KSE-100 Surges Past 900 Points as Investors Ride Wave of Optimism
The Pakistan Stock Exchange (PSX) extended its winning streak on Tuesday, with the benchmark KSE-100 Index climbing sharply in early trade, adding more than 900 points by mid-morning.
By 11:00 am, the index stood at 147,845.28 — up 915.44 points, or 0.62%, from Monday’s close of 146,929.84. The rally built on yesterday’s strong performance, when the market jumped over 1,500 points in a single session.
Key Sectors Drive Gains
Buying activity was concentrated in heavyweight sectors, particularly automobile manufacturing, banking, and energy. Oil and gas explorers, as well as oil marketing companies, also saw robust demand. Notable gainers included MARI, POL, PSO, SSGC, SNGPL, HBL, MCB, MEBL, and UBL.
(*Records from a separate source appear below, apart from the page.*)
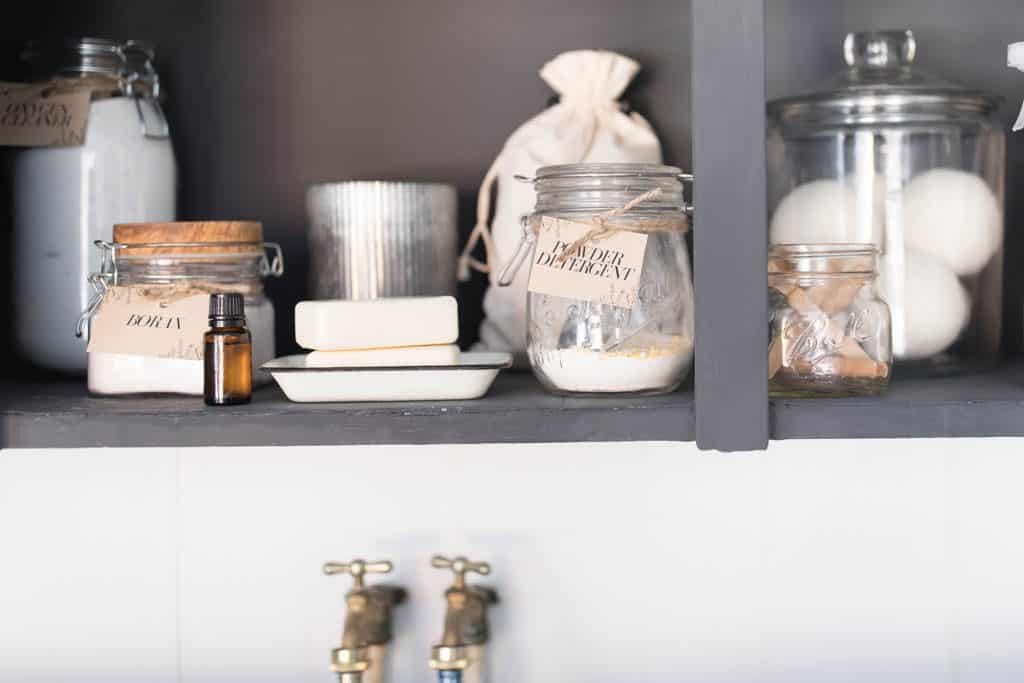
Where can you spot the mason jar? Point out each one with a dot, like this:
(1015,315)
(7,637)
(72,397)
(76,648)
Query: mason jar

Analysts link the rally to a combination of solid corporate earnings and renewed foreign investment hopes. Finance Minister Muhammad Aurangzeb’s recent return from the US added to the positive mood after he revealed progress in talks with American counterparts, including potential investments in Pakistan’s mineral and mining sectors. He called the discussions a “success” and suggested tangible outcomes could be on the horizon.
Global Tailwinds Add to Momentum
The upbeat sentiment wasn’t confined to Karachi. Across Asia, most equity markets were in the green, helped by news that the US and China agreed to extend their tariff truce for another 90 days, avoiding fresh duties on Chinese exports.
Japan’s Nikkei set a new record high, rising 2% as traders returned from a holiday, while Australia’s main index also hit an all-time peak ahead of an expected interest rate cut. The broader MSCI Asia-Pacific index (excluding Japan) edged higher, though gains were muted by lackluster performances in China and Hong Kong, where the Hang Seng slipped 0.1% in early trading.
With both domestic and international forces working in its favor, the PSX appears to be entering a phase of heightened investor confidence — one that market participants hope will carry through in the coming weeks.